Coconut milk or 'ga-ti' is traditionally made by mixing the grated meat of a ripe coconut with warm water and then squeezing out the juice. Nowadays, there is a machine that will grate a coconut into fine pieces that are like saw dust. Another machine presses the grated coconut and out comes the white, sweet aroma coconut milk. So you can go to a market in Thailand and buy fresh squeezed coconut milk.
For cooks outside of Thailand, coconut milk comes in a can or frozen in a plastic bag. Both canned and frozen are available at oriental groceries.

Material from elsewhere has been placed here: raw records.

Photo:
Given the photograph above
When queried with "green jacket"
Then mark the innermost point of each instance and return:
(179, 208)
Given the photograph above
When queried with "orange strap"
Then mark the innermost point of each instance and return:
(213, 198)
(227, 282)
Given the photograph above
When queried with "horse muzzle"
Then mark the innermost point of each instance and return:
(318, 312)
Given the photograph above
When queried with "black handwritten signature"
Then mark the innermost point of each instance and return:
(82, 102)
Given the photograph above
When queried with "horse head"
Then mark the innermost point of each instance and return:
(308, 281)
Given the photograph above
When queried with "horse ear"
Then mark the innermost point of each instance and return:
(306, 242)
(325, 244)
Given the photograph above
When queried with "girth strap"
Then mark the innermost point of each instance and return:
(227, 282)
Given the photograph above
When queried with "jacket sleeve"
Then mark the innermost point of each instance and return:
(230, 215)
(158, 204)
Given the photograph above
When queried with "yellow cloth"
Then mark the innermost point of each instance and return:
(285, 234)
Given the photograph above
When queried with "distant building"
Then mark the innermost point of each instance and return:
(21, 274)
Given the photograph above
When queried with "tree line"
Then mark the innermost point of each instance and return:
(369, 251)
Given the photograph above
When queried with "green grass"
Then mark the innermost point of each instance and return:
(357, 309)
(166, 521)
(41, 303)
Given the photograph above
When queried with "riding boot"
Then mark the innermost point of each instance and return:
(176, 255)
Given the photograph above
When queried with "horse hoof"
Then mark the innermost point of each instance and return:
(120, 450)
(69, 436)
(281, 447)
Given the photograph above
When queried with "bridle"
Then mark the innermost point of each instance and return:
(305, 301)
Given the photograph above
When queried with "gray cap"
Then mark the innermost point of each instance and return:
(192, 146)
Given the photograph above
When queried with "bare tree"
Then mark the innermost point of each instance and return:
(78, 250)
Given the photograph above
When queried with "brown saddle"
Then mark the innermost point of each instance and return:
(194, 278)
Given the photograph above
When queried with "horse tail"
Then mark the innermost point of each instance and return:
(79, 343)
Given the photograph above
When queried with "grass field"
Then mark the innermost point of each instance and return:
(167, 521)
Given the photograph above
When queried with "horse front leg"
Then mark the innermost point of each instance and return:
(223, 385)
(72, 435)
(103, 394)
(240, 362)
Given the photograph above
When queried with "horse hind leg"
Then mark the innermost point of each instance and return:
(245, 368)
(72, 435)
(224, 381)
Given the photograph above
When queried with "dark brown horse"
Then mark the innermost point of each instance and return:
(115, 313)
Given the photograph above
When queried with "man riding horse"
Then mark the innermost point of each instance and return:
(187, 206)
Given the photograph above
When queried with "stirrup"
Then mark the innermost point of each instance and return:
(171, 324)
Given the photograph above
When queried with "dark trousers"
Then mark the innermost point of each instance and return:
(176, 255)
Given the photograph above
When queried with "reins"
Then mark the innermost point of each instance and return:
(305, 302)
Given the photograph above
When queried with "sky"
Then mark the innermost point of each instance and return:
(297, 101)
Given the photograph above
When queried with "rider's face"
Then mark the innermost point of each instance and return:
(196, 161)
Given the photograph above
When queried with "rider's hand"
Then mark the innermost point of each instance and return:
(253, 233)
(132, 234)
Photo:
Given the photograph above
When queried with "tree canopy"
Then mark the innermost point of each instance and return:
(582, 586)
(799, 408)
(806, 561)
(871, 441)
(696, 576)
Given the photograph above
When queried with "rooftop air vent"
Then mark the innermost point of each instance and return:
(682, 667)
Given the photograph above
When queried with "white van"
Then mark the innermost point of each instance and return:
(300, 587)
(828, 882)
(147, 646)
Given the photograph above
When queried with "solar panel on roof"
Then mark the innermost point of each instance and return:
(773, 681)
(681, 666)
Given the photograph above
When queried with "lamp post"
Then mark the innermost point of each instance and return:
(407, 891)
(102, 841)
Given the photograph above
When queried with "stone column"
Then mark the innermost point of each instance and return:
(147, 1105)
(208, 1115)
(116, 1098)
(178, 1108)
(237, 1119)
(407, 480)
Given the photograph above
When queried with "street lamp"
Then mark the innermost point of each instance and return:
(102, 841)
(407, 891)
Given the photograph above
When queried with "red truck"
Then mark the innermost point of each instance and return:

Canned coconut milk is more common and sometimes available at supermarket and costs $1 to $2 per can. Shake or stir the coconut milk prior to use. The unused coconut milk will keep in the refrigerator for a few days. Do not let coconut milk sit at room temperature for a long time; it tends to get spoiled easily. Sometimes with canned coconut milk, you can get a bad can that has oil floating on top of the coconut milk. This oil is a result of a can that got too hot during shipping and turned the coconut milk into oil.
Prior to my discovery of frozen coconut milk, I used canned. With frozen coconut milk, the taste is fresher and even the smell is frequently preserved (depending on the brand). The difference is particularly evident with desserts where the coconut milk's flavor is not competing with curry or other strong flavors. Coconut milk can be thawed and refrozen. However, when thawing coconut milk in a microwave or hot pan, do not let it boil.
What is 'lite' coconut milk? I have seen 'lite coconut milk' in a can recently and wondered how can coconut milk be light. The description on one can explains that it is the second press.
The first squeeze yields the creamiest of the coconut milk. It also contains the most flavor and scent. In traditional Thai cooking, the first squeeze of the coconut milk is used in curry dishes when first heating the curry. The first squeeze is also used in desserts. The latter squeezes are added to the curry to make the volume of broth (curry sauce). When I am making the broth with canned or frozen coconut milk, I dilute it with water if I feel that the sauce is too creamy or oily.
If you would like a lighter coconut milk, I recommend buying regular coconut milk, shaking the can and then diluting with water yourself. You'll save money and get a better flavor.